‘Dreamlands’ is a new collection of work by British photographer Rob Ball, comprising of a series of tintypes created on the site of Dreamland, an old disused amusement arcade in Margate, Kent.
The exhibition presents over twenty tintypes and silver gelatin prints
alongside original Dreamland memorabilia including old signs, tickets, pool balls, remnants of arcade machines, an original Victorian tintype taken in Margate and colour photographs taken when Dreamland was first shut down in 2003.
The site of the park was first used for amusement rides as early as 1880 but established itself as Dreamland in 1920. It became a much-loved tourist attraction but after years of a steady decline in visitors and a slow dismantling of iconic rides, the park eventually closed in 2003. A decade long campaign to restore it back to a fully operational amusement park will see it reopen to the public this June.
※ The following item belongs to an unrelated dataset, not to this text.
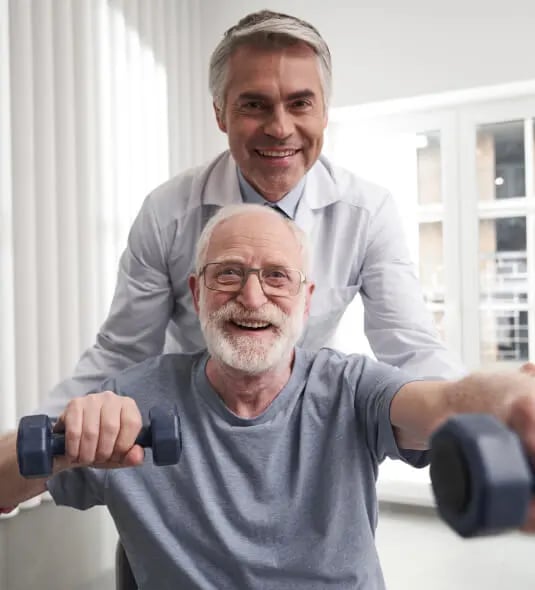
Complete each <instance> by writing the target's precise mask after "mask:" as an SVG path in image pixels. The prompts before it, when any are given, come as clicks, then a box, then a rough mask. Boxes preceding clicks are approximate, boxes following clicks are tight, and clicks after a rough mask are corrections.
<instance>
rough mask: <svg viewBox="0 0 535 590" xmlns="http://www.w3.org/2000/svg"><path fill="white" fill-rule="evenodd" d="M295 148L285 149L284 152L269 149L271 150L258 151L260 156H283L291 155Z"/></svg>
mask: <svg viewBox="0 0 535 590" xmlns="http://www.w3.org/2000/svg"><path fill="white" fill-rule="evenodd" d="M295 152H296V150H285V151H284V152H281V151H271V150H258V153H259V154H260V155H261V156H268V157H270V158H285V157H286V156H293V155H294V154H295Z"/></svg>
Continuing his long-standing interest in the interaction and habitation of landscapes and spaces of leisure, Ball began this project in 2013, deciding to use tintypes
to document the restoration process of the park as a way of emphasising the physicality of the landscape and its imperfections. Every time he visited the site Ball constructed a temporary darkroom in which the tintype was coated, sensitised, exposed, developed and fixed in-situ. Each plate carries the evidence of the environment in which it was made; dust, debris, fingerprints and even the quality of daylight are all recorded on its surface. The result is a unique object. Silently haunting images are devoid of human presence, revealing the passage of time and decay alongside the process of rebuilding.